L’intelligenza artificiale applicata al pubblico impiego, in prospettiva, comporta il rischio di esuberi?
«Assolutamente no. Stiamo utilizzando l’intelligenza artificiale per affidare alle macchine attività ripetitive e di elaborazione di masse di dati spostando le persone su attività a più alto valore aggiunto».
L’Aran ha diffuso i dati sulle retribuzioni pubbliche. E lei ha criticato Cgil e Uil che non hanno firmato i rinnovi contrattuali perché gli aumenti previsti non consentirebbero, secondo loro, di recuperare il potere d’acquisto perso con l’inflazione. Il governo darà gli aumenti previsti anche senza la firma di Cgil e Uil?

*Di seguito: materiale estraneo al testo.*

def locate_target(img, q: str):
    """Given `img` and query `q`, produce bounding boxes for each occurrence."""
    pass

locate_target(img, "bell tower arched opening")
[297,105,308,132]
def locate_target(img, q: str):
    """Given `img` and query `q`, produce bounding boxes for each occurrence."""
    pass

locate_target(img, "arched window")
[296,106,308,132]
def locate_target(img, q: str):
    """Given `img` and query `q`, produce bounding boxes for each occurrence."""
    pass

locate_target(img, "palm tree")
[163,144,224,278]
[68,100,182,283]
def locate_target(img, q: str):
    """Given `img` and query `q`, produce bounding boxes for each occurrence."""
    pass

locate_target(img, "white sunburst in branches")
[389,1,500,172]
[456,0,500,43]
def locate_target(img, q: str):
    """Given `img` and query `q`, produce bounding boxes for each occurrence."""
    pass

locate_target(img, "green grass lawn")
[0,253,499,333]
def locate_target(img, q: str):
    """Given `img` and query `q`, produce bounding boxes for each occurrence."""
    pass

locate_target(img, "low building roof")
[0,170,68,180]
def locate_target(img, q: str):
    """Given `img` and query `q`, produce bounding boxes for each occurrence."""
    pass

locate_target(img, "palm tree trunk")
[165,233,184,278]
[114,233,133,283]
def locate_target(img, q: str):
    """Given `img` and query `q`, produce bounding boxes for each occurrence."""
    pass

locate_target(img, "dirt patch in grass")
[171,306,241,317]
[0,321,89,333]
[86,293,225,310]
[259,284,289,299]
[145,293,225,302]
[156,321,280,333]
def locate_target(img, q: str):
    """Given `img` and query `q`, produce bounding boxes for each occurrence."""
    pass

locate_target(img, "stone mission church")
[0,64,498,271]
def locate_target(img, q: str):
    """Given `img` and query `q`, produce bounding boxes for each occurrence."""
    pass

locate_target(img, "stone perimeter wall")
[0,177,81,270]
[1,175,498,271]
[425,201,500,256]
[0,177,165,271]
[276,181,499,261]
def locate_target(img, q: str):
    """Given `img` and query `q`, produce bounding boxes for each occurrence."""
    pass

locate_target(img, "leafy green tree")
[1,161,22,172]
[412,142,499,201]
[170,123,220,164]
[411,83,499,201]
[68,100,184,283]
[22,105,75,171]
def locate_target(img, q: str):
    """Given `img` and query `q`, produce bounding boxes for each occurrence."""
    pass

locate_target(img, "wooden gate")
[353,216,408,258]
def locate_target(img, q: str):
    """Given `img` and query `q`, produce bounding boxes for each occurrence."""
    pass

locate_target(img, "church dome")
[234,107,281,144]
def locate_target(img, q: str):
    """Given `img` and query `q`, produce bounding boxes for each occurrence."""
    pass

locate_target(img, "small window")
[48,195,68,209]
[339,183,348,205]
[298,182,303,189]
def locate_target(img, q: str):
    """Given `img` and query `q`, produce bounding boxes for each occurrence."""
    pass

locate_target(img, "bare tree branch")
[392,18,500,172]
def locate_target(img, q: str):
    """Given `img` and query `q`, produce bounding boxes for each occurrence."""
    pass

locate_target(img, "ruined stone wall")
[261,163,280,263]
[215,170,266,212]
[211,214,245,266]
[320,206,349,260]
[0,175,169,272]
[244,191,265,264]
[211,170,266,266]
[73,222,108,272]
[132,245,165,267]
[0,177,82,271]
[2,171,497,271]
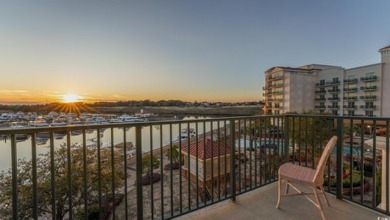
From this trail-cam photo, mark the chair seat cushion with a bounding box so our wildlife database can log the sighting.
[279,163,316,185]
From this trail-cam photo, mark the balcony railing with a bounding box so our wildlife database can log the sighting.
[343,88,358,93]
[343,79,358,84]
[360,86,378,91]
[327,105,340,109]
[343,105,357,109]
[315,83,326,87]
[315,90,326,94]
[315,98,326,101]
[314,106,326,109]
[328,89,340,94]
[327,97,340,101]
[360,95,377,100]
[360,76,377,82]
[0,115,389,219]
[360,105,376,110]
[343,96,358,101]
[325,81,340,86]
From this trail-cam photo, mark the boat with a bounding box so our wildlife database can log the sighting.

«Questa è l’estrema ratio. Costringere il governo ad agire unilateralmente significherebbe creare un danno ai lavoratori, perché i contratti sono fatti anche di una parte normativa rilevante, non solo economica. Auspico quindi una ripresa del dialogo per arrivare a firma anche con Cgil e Uil. E contesto che l’ostacolo sia rappresentato dalla perdita del potere d’acquisto. Tra il 2016 e il 2027, l’ Ipca (parametro d’inflazione per l’aumento delle retribuzione, ndr.) aumenta di circa il 25% mentre gli stipendi tra il 20 e il 25%, certifica l’Aran su dati Istat e della Ragioneria generale. Nel 2018 Cgil e Uil firmarono contratti con aumenti del 3,4% a fronte di un calo del potere d’acquisto negli anni precedenti del 12%. Insomma, la loro mi pare una posizione più politica che di merito».